Fast Determination of Anthocyanins to Authenticate Pomegranate Juice

June 1, 2011
Pranathi R. Perati

,
Brian De Borba

Dionex Corporation

,
Dionex Corporation

,
Jeffrey S. Rohrer

The Application Notebook

The Application Notebook, The Application Notebook-06-01-2011, Volume 0, Issue 0

Anthocyanins are a sub-class of naturally electron deficient and powerful antioxidants called flavonoids that are responsible for the red, orange, and blue coloration in fruits and flowers.

Anthocyanins are a sub-class of naturally electron deficient and powerful antioxidants called flavonoids that are responsible for the red, orange, and blue coloration in fruits and flowers. Pomegranate juice (PJ) is a major anthocyanin source and, therefore, very popular in health drinks. But, because of the short supply of pomegranates, adulteration of PJ is widespread. This study describes a sensitive, fast, and accurate method to determine anthocyanins in commercially available PJ with a simple dilution and separation on a Dionex Acclaim® C18 RSLC column followed by detection at 540 nm. The six signature anthocyanins in PJ: delphinidin 3,5-diglucoside (Dp3,5), cyanidin 3,5-diglucoside (Cy3,5), delphinidin 3-glucoside (Dp3), pelargonidin 3,5-diglucoside (Pg3,5), cyanidin 3-glucoside (Cy3), and pelargonidin 3-glucoside (Pg3) are separated in <8 min.

Experimental

A Dionex UltiMate® 3000 Rapid Separation LC System was used for this study. For individual components of the system and preparation of solutions, please refer to Dionex Application Note 264 (1).

Results and Discussion

Figure 1a shows the separation of six signature anthocyanins in 100% PJ. The sample was diluted 1:5 to prevent overloading. Grape juice is one of several juices used to adulterate PJ. Therefore, a 50:50 mixture of grape and 100% PJ were used in this study to simulate an adulterated sample. The chromatogram in Figure 1a shows a separation of six anthocyanins characteristic to PJ ranging in concentrations from 2.1 to 73 μg/mL. The simulated adulterated sample in Figure 1b shows the six signature anthocyanins and several late eluting peaks that are not characteristic of PJ. The figure illustrates how the method could be used to identify adulterated samples.
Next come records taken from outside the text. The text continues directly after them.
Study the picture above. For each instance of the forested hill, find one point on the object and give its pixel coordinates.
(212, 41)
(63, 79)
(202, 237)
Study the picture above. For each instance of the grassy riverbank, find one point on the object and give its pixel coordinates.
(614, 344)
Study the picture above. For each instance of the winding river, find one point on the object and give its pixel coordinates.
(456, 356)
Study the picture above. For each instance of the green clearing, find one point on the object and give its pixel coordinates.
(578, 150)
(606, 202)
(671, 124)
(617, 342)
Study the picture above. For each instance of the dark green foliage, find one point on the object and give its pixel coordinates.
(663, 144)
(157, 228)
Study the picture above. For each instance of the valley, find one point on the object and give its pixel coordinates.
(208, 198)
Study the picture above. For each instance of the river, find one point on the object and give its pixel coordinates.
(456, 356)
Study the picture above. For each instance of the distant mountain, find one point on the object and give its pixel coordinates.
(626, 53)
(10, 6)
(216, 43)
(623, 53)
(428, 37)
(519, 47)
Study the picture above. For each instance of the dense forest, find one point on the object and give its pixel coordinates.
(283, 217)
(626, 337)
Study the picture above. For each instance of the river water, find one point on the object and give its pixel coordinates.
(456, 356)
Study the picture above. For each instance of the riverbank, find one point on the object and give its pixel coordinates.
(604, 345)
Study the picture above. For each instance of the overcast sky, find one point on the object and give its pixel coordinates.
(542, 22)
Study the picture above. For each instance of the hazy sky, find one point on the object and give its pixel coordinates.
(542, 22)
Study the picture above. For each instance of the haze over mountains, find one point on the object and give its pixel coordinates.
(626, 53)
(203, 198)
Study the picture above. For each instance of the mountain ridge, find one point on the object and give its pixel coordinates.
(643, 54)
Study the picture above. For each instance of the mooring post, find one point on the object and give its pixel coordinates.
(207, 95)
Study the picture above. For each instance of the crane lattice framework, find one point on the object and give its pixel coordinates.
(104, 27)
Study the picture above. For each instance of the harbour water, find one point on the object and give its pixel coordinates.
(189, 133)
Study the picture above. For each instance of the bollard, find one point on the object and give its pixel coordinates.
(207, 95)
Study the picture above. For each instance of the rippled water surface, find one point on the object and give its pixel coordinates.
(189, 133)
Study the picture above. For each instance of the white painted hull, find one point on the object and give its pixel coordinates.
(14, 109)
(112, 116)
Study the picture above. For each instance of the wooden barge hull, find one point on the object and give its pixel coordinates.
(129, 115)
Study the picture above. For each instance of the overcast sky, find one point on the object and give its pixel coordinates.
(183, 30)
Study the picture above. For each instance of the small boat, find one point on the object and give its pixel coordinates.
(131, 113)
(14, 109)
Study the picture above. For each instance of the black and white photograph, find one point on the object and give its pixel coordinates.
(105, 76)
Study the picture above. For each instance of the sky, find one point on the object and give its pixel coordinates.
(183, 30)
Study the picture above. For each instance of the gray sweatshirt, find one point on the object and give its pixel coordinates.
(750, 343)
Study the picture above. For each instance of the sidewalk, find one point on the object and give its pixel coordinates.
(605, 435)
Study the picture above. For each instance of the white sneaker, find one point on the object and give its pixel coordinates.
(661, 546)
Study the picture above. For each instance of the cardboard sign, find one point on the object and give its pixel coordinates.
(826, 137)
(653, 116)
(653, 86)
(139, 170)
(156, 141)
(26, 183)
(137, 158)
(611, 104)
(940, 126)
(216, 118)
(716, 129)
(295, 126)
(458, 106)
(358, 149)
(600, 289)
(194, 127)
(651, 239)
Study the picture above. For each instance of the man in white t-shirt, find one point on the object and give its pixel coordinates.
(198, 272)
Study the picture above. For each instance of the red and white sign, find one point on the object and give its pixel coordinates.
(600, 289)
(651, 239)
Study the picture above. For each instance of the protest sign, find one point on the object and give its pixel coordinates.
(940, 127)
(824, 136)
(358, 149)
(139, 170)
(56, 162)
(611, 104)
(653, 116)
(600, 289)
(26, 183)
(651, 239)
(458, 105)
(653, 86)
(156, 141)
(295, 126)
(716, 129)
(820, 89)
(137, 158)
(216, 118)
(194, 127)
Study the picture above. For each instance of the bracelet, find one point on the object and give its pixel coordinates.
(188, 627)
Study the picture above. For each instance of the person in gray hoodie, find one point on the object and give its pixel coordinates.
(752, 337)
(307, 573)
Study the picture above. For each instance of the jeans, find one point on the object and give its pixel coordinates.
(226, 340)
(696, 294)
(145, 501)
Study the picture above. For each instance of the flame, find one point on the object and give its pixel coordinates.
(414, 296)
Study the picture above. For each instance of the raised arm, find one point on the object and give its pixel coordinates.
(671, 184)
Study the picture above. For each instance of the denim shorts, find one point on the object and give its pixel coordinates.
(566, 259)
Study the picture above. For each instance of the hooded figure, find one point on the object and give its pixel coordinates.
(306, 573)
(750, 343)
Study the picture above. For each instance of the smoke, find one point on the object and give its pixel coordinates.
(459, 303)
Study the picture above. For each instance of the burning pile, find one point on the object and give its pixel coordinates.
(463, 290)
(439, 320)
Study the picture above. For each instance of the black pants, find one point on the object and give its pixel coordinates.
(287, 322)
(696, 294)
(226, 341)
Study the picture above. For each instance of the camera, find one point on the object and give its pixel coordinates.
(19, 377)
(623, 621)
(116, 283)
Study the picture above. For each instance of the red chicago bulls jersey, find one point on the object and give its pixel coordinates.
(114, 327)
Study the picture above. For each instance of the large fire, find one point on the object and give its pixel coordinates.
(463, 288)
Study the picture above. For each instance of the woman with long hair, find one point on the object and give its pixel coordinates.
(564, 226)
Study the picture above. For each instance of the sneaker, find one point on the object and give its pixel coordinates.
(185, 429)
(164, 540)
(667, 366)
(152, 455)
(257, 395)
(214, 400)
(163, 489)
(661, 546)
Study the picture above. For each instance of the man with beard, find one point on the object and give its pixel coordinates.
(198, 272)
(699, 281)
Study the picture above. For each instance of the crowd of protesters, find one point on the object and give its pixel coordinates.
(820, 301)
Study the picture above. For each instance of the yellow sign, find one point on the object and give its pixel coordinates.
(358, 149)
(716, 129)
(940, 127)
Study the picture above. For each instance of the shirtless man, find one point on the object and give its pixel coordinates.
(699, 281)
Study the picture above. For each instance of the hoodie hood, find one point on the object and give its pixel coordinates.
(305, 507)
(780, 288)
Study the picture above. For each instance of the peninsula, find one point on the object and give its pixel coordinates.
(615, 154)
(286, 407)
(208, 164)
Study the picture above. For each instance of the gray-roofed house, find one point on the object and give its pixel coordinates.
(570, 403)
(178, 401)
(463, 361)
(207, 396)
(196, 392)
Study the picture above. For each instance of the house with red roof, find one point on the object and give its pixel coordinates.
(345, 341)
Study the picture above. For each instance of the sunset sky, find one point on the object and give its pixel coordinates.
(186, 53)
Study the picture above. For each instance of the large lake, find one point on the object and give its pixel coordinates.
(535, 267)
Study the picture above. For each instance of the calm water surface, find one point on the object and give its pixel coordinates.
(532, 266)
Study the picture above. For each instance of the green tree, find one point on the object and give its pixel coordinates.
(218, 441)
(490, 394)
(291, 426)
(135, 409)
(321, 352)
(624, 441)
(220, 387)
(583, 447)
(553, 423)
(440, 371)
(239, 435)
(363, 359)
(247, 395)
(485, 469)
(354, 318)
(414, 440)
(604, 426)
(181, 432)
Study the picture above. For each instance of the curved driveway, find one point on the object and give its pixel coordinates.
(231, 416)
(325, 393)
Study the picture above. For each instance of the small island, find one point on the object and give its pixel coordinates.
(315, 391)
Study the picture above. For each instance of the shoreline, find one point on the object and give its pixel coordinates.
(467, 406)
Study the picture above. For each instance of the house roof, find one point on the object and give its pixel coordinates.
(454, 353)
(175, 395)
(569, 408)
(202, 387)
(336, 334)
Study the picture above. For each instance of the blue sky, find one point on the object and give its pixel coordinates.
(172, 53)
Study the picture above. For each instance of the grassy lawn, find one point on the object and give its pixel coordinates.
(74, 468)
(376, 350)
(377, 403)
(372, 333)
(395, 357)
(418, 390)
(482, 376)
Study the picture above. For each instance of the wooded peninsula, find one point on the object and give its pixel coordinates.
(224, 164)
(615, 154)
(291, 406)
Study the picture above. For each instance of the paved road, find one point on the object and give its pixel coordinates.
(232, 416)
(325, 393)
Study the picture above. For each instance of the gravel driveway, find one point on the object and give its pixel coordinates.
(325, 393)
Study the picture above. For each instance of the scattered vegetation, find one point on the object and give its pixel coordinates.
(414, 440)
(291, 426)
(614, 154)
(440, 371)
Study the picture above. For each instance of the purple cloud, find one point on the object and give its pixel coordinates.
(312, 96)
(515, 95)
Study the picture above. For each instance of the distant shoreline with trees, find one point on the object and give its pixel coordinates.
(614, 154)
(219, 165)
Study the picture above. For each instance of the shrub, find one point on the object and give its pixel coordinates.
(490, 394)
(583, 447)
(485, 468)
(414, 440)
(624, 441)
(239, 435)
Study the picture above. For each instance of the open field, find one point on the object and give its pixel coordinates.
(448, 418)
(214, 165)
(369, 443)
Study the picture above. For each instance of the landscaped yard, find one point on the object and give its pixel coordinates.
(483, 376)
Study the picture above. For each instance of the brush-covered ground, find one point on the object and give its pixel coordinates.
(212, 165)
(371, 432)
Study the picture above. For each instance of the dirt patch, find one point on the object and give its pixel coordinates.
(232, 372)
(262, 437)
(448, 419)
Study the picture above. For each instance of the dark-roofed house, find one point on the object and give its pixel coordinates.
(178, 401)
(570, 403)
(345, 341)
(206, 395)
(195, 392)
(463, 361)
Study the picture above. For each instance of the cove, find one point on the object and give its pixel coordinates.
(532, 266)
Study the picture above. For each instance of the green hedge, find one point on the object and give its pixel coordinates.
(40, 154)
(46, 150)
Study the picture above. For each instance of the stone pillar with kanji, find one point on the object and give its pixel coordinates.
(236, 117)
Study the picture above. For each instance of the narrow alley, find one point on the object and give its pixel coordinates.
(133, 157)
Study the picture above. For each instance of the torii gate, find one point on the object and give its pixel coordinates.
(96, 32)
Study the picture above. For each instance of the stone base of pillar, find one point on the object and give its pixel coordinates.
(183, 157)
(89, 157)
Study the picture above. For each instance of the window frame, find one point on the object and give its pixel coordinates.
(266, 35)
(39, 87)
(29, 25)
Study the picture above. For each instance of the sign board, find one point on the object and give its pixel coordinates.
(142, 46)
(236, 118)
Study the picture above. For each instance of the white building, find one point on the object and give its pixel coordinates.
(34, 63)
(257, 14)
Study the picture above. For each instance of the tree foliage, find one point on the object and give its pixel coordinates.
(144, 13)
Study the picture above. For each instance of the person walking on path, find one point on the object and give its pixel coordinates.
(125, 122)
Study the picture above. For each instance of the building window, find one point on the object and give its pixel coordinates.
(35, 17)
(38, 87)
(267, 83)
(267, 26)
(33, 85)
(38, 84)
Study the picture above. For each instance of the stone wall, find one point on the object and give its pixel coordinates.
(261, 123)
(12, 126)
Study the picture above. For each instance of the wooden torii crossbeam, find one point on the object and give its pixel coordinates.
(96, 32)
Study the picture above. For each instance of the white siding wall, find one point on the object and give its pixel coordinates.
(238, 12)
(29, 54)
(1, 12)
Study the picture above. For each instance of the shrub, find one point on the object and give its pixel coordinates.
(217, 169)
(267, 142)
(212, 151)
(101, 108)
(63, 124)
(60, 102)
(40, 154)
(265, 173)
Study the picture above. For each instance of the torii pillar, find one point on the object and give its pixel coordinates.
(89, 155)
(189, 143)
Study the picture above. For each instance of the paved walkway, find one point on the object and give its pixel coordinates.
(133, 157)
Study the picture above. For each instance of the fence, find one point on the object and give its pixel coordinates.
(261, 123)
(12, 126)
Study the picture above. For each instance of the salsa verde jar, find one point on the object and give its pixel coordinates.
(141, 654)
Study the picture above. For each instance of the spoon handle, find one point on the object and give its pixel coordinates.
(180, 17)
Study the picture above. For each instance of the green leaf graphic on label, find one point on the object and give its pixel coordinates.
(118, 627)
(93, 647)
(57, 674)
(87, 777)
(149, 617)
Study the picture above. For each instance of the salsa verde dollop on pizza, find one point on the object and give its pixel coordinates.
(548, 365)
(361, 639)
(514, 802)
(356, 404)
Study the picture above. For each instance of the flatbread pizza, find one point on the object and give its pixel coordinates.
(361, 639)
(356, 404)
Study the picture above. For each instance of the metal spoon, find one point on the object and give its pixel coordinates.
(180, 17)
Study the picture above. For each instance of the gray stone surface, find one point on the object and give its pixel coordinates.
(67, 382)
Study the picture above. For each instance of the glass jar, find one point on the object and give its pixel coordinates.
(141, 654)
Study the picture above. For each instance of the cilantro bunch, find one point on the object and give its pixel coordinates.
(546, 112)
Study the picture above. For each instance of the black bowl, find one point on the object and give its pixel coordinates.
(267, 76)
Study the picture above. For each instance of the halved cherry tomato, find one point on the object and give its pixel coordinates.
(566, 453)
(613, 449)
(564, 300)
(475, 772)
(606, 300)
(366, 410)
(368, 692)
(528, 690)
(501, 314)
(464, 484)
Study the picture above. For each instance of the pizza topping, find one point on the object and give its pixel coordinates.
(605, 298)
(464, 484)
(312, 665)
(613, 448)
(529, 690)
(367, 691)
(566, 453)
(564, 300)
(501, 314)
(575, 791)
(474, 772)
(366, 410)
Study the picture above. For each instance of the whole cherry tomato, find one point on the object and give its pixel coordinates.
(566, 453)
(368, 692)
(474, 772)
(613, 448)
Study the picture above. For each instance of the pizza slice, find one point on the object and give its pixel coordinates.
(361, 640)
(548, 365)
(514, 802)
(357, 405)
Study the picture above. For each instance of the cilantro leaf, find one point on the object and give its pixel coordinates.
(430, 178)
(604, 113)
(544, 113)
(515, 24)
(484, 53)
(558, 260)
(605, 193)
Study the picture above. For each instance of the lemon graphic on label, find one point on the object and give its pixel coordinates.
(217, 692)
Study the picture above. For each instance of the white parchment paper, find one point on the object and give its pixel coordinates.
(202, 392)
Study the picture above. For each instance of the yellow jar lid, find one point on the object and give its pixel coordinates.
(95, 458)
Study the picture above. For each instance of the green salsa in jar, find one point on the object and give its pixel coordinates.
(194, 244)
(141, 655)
Adulterated juices often show uncharacteristic concentration ratios of signature anthocyanins and additional peaks not present in pure PJ.

Figure 1: Column: Acclaim 120, C18, 2.2 μm, Analytical 2.1 × 150 mm. Eluent: A: 9% CH3CN, 10% Formic Acid, B: 36% CH3CN, 10% Formic Acid. Gradient: 0.0–0.9 min: 100% A, 0.9–8.0 min: 28.5% B, Hold for 2 min at 28.5% B. Temp: 30 °C, Flow-rate: 0.475 mL/min. Detection: Vis 540 nm, Injection Volume: 0.5 μL. Separation of anthocyanins in (a) pomegranate juice sample showing Peak 1: Dp3,5, Peak 2: Cy3,5, Peak 3: Dp3, Peak 4: Pg3,5, Peak 5: Cy3, Peak 6: Pg3 at concentrations of 65.5, 123, 27.5, 8.00, 121, and 4.45 μg/mL, respectively; (b) simulated adulterated PJ showing Peak 1: Dp3,5, Peak 2: Cy3,5, Peak 3: Dp3, Peak 4: Pg3,5, Peak 5: Cy3, Peak 6: Pg3 at concentrations of 33.5, 61.0, 26.0, 5.15, 73.0 and 2.10 μg/mL, respectively.

To evaluate accuracy, the juices were spiked with known amounts of the six anthocyanins. Recoveries ranged from 98.0% to 108.3%, suggesting good method accuracy.

Acclaim and UltiMate are registered trademarks of Dionex Corporation.

References

(1) Dionex Corporation. Fast Analysis of Anthocyanins in Pomegranate Juice; Application Note 264, LPN 2647: Sunnyvale, CA.